Generally, hosting a component upstream isn't necessary in order to allow others to pull it into any other OTel collector. As long as the component's go module is publicly accessible it should be possible. If this is the only reason then is it worth having the community take this on as an obligation?

The MetricLimiter coming with this component primarily having 2 functions - 1) group the metrics on a list of specific metric attributes, then count and sort the occurrences of each grouped metrics using Count-Min Sketch(CMS). 2) take the actions to the metrics having less occurrences found in CMS when the cardinality threshold limit is met. Currently, these 2 piece of functions are implemented in a very specific way based on the customer experience designed for AppSignals. With extra efforts, I think it is possible to abstract some pieces into general purpose. With the current proposal, we probably want to defer this efforts and it requires a follow up with community for the further discussion on the abstractions. ... Regarding 4 components listed, AppSignals users can leverage a list of existing processors including attributesprocessor, spanprocessor, k8sprocessor and spanprocessor and then configure it in certain way for processing AppSignals data to fulfill partial of requirements for ApplicationSignals, and some new things introduced like EKS/K8s Pod IP resolver, MetricLimiter will still be needed by introducing this new component. So we build on inclusive vendor specific component to achieve all these requirement so users won't need to worry about any configuration things.

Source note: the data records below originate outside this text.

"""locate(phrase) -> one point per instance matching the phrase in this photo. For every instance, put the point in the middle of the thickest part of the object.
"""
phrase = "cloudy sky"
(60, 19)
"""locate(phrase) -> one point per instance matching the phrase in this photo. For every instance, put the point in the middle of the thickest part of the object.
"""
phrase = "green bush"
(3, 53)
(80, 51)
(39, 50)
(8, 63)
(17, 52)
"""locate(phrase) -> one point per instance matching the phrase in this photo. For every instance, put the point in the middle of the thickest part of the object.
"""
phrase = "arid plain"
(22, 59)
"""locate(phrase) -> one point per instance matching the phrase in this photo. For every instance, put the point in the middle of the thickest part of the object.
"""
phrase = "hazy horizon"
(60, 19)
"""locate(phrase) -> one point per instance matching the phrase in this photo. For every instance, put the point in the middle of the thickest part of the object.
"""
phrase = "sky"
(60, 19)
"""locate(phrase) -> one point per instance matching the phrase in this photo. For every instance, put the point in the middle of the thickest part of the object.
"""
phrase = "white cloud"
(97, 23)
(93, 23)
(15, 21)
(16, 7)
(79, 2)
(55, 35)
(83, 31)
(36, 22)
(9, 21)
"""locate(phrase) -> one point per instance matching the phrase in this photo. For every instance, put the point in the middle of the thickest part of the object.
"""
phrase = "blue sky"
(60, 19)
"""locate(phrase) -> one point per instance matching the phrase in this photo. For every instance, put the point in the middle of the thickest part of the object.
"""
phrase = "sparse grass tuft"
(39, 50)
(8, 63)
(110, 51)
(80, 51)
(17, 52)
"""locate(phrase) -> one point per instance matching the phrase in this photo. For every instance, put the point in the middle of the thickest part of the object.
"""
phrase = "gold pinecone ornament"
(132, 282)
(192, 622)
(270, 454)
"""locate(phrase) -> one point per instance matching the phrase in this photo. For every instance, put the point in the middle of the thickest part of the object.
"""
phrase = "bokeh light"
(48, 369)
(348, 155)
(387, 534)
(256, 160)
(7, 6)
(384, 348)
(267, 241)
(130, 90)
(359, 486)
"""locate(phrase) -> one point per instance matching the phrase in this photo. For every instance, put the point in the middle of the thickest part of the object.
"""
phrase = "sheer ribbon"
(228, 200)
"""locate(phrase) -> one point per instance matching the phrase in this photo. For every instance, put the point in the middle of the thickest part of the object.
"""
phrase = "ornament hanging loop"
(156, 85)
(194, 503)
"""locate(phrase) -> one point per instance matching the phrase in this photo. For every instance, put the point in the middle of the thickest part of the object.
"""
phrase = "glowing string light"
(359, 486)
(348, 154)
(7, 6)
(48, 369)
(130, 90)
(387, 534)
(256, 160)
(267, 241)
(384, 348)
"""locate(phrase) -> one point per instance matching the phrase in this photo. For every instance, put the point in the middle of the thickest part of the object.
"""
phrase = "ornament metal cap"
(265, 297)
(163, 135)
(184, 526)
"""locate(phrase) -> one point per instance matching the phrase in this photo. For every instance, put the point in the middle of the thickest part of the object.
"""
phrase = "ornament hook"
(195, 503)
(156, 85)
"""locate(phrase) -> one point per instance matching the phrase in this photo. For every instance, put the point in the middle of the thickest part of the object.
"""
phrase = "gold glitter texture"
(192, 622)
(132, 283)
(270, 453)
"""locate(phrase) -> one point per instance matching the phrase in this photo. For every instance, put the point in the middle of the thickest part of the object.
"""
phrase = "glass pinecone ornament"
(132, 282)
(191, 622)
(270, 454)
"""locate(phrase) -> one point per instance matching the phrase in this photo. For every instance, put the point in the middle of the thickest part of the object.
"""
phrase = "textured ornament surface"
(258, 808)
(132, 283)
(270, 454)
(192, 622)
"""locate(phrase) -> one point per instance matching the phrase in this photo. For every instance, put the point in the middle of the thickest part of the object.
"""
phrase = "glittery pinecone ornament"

I'm not sold on the idea that there's anything vendor-specific here other than configuration settings. Is it fair to say that this proposal could be separated into two parts?

  1. Opinionated configuration for three existing components.
  2. A new MetricLimiter processor, which could be generic, but would be easier to implement with the same opinionated assumptions used in a reference implementation.

djaglowski avatar Jul 08 '24 15:07 djaglowski

This component is not for ADOT only. The reason to add this component into upstream, is so that existing consumers of any OTel collector (non-ADOT) will be able to use ApplicationSignals with their current OTel setup.

Generally, hosting a component upstream isn't necessary in order to allow others to pull it into any other OTel collector. As long as the component's go module is publicly accessible it should be possible. If this is the only reason then is it worth having the community take this on as an obligation?

Thanks. Another reason is that we want these components to be more discoverable for Otel users. IMHO, I think OTel-contrib repo was designed for this purpose, allowing vendors to contribute their components. AWS has most of its Otel components in the contrib repos, so we would like to include this one there as well. :)

mxiamxia avatar Jul 25 '24 16:07 mxiamxia

I'm not sold on the idea that there's anything vendor-specific here other than configuration settings. Is it fair to say that this proposal could be separated into two parts? Opinionated configuration for three existing components.

We can't simply replace this component with the existing opinionated config because it involves very vendor-specific implementations. For example, we mutate telemetry attributes based on the detected AWS platform where the applications are running. We also plan to implement centralized telemetry data filter/replace/drop rules that can be retrieved from AWS, eliminating the need for customers to update their local config. These are part of reasons why we want to introduce this component.

Maybe go back your previous comment, for vendors introducing very business specific processors, is it common to contribute their processors to the contrib repo, or should vendors just host them in their own repo with public accessibility?

A new MetricLimiter processor, which could be generic, but would be easier to implement with the same opinionated assumptions used in a reference implementation.

Yes, we can make the metric limiter part generic for all Otel users. Initially, we were thinking of contributing it as is and then collaborating with the community to optimize it for general use. However, I am fine that we can hold off on MetricLimiter part for now and come up with a more general design later.

mxiamxia avatar Jul 25 '24 16:07 mxiamxia

It sounds like there may be a real need for such a component but I'm not going to take it on as an obligation. The concept of automatically accepting vendor-related components was never intended to apply to all vendor-specific use cases. It was intended to ensure no vendor is excluded at a basic level. We recently updated our guidelines to reflect this intention. Generally speaking, components should be accepted based on the capacity and judgement of the maintainers & approvers.

djaglowski avatar Jul 26 '24 16:07 djaglowski

Hi Daniel, we are committed to maintaining this component and addressing any issues that may come up. We will also follow the guideline and ensure all listed criteria are met. Appreciate it if you could help us on reviewing our ongoing and upcoming PRs.

mxiamxia avatar Jul 27 '24 01:07 mxiamxia

This issue has been inactive for 60 days. It will be closed in 60 days if there is no activity. To ping code owners by adding a component label, see Adding Labels via Comments, or if you are unsure of which component this issue relates to, please ping @open-telemetry/collector-contrib-triagers. If this issue is still relevant, please ping the code owners or leave a comment explaining why it is still relevant. Otherwise, please close it.

github-actions[bot] avatar Sep 25 '24 03:09 github-actions[bot]